Schopenhauer’s porcupines

The German philosopher Schopenhauer (1788-1860) had a fable that Deborah Luepnitz in her entertaining book of psychotherapy case stories paraphrases like this:

A troop of porcupines is milling about on a cold winter’s day. In order to keep from freezing, the animals move closer together. Just as they are close enough to huddle, however, they start to poke each other with their quills. In order to stop the pain, they spread out, lose the advantage of commingling, and again begin to shiver. This sends them back in search of each other, and the cycle repeats as they struggle to find a comfortable distance between entanglement and freezing.”

Finding the right distance between ourselves and other people is something we spend a lot of time working on in therapy. We need to find the distance where our need for intimacy is met but at the same time where we preserve our independence and maintain our boundaries. If we don’t get the distance right we end up feeling either smothered or lonely and isolated. As the clinical psychologist Robert Akeret says: “One of the hardest things for all of us to learn is the balance of maintaining a close relationship with others while still retaining our own individuality, so that separation is not isolation, and togetherness is not symbiotic.”

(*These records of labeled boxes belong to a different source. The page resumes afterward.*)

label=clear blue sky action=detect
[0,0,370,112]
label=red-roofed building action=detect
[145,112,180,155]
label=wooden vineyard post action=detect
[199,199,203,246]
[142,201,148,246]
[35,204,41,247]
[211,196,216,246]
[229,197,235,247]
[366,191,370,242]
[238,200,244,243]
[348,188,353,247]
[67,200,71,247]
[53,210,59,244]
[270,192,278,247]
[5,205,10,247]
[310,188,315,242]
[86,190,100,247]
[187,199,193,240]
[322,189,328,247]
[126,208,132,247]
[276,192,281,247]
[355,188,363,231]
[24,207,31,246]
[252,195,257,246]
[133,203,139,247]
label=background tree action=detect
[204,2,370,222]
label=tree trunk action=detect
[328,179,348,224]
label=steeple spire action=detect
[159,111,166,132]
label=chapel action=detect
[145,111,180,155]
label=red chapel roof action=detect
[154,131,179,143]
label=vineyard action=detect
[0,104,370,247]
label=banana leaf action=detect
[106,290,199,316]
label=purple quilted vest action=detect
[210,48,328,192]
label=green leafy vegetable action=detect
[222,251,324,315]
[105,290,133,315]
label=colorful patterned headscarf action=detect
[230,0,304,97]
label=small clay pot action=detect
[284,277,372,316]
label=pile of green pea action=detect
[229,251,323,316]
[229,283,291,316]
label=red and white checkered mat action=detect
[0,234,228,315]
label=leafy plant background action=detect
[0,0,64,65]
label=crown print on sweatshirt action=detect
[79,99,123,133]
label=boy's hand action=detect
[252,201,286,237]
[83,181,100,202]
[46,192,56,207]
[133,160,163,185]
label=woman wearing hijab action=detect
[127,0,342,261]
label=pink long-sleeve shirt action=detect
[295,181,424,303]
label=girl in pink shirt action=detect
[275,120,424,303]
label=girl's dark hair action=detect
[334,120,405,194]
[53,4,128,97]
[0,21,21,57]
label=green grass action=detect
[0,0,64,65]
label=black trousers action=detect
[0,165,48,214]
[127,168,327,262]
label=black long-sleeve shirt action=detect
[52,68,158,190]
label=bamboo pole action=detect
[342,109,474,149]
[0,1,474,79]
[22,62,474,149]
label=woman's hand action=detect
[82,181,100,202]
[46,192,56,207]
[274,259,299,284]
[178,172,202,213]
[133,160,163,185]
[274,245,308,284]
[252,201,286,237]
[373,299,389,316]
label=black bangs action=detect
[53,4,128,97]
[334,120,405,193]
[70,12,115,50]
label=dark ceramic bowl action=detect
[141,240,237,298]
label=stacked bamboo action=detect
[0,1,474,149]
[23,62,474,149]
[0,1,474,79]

To add to the confusion is that fact that the optimal distance for intimacy will wary not only depending on the individual and his and her place in your life but is likely to change for the same person over time. Thus the perfect distance is something we continuously need to readjust.

Schopenhauer ends his fable by saying: ”Those with a great deal of internal warmth preferred to stay apart from the group, and so caused and encountered the least trouble.”

I believe that a significant goal of therapy, whether stated explicitly or not, is to help people cultivate more “internal warmth” so that they can approach a relationship from a place of strength rather than a place of desperate need. If we come to a relationship with the desire to find an equal partner with whom to share life we will have different expectations to those who need their partner to make them feel worthy, lovable, exciting or alive.